Tere O’Rourke | BS ‘84
I am living in Oregon and working as the Natural Resources Staff Officer on the Siuslaw National Forest overseeing timber, planning and all the “ology.” It’s a great position and the forest is progressive and focused on habitat restoration. Additionally, I have a small business that I hope to expand in the near future with an emphasis on facilitating climate adaptation for businesses, institutions and individuals. The most exciting thing this year is that my child, Morgan, has a summer position on the Tongass National Forest in Alaska working on a fish biology crew.
Eric T. Stafne | BS ‘93
After earning his bachelor’s degree in forestry from Michigan State University, Eric served in the Peace Corps as an agroforestry Extension agent in the westernmost region of Africa living and working among people in a subsistence agriculture system. This form of farming involves raising crops specifically for feeding the family, with little surplus produced.

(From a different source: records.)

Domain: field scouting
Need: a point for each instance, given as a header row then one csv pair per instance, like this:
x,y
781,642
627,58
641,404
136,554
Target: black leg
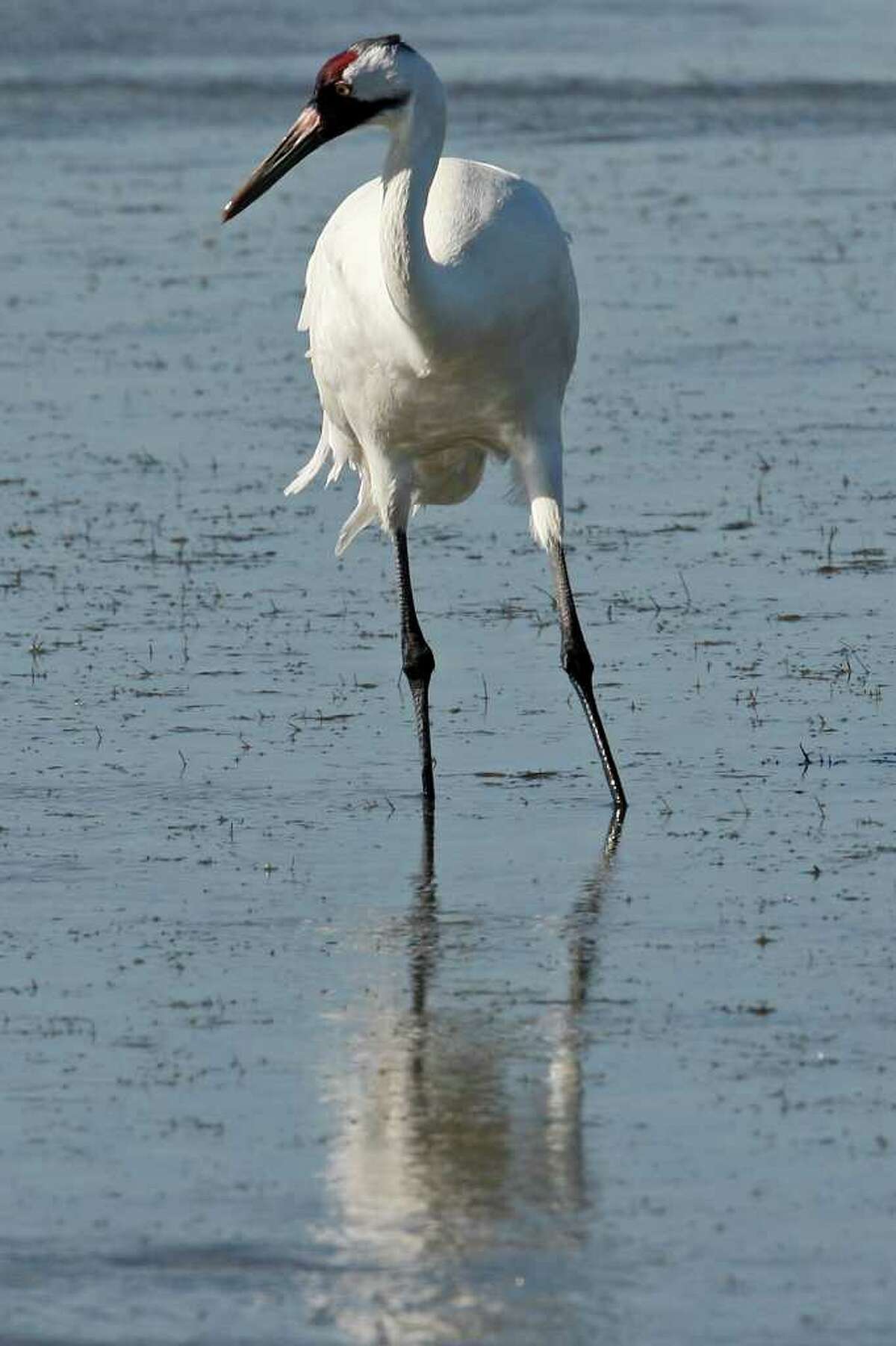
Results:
x,y
577,663
416,660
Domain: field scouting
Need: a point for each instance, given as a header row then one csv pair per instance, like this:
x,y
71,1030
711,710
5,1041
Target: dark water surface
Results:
x,y
281,1065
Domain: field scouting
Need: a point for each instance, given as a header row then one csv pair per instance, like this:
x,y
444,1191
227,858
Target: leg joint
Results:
x,y
576,661
417,660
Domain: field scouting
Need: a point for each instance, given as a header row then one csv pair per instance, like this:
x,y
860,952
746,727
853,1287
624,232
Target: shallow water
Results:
x,y
280,1065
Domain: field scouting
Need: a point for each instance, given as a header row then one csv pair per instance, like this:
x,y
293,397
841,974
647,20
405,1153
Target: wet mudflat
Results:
x,y
280,1061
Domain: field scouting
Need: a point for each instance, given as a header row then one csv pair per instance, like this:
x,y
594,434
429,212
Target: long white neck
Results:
x,y
417,136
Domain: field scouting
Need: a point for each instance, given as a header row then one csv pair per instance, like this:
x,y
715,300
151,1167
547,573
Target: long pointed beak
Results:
x,y
305,136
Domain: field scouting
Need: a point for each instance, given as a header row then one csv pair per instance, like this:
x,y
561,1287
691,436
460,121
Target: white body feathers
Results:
x,y
443,320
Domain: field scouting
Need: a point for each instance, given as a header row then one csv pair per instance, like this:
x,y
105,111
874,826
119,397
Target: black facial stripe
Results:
x,y
342,112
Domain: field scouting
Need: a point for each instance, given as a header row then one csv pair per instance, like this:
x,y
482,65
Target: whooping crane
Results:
x,y
443,322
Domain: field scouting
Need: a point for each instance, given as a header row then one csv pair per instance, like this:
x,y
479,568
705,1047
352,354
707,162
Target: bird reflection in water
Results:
x,y
459,1174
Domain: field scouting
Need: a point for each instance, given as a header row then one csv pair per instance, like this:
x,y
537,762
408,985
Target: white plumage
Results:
x,y
443,318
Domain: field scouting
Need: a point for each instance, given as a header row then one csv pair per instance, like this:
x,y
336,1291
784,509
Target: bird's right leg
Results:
x,y
579,666
417,661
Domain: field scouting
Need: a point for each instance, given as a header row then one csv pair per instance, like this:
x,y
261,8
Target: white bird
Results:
x,y
443,320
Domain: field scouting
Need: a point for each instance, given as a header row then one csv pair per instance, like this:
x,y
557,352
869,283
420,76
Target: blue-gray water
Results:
x,y
279,1067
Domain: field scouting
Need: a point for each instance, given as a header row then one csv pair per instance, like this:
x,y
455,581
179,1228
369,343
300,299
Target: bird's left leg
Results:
x,y
579,666
417,661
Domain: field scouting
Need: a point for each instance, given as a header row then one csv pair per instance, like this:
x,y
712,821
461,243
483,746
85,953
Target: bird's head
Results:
x,y
365,84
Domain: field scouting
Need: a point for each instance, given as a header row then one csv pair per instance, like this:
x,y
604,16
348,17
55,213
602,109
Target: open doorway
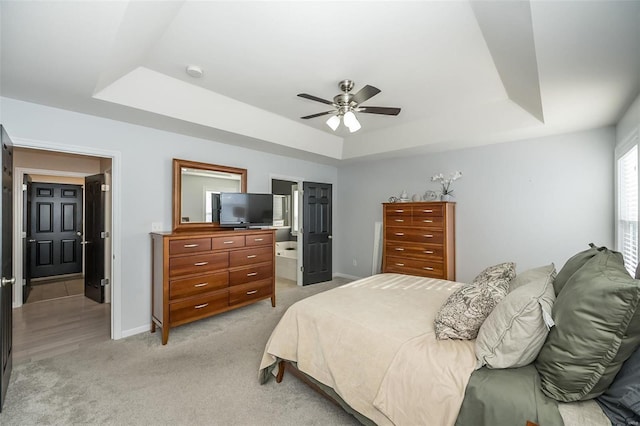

Eric was just promoted to professor at Mississippi State University. He is part of the Plant and Soil Sciences Department and the Coastal Research and Extension Center as a fruit specialist. Mostly he works with blueberries, blackberries and grapes, but also other crops like pecans and passionfruit. His office is located in Poplarville, Mississippi (south part of the state).
Jill Fisher | MS ‘94
I work for the Keweenaw Land Trust in Hancock, Michigan as a Botanist and Program Manager. The KLT owns 19 natural areas totaling over 3,000 acres. Come to the Upper Peninsula and explore some of them! Stop by the KLT office and say hi if you do. http://keweenawlandtrust.org/
Paula Marquardt | MS‘02, PhD ‘18
I hold two graduate degrees from Michigan State University, earning an MS in Forestry with focus on Population Genetics in 2002, and a PhD in Plant Biology with focus on Ecophysiology and Conservation Genetics in 2018. After conducting basic research for seven years with the USDA Forest Service (USFS) in Northern Wisconsin, I began my MS degree in 1998 while continuing to work as a Biological Technician for the USFS. Similarly, I was promoted to Biologist then Research Geneticist with the USFS while enrolled as a PhD student at MSU. After graduation, I continue to work as Research Geneticist for the USFS, Northern Research Station, where I study a variety of organisms including bats and turtles, although specializing in trees. I currently investigate the movement of plants and animals across forest ecosystems, and the potential impacts of climate warming and drought on forest growth, health and structure. Throughout nearly 30 years with the USFS, my projects have combined basic with applied research approaches, and the findings in our lab promote outcomes that inform and support management and forest planning activities.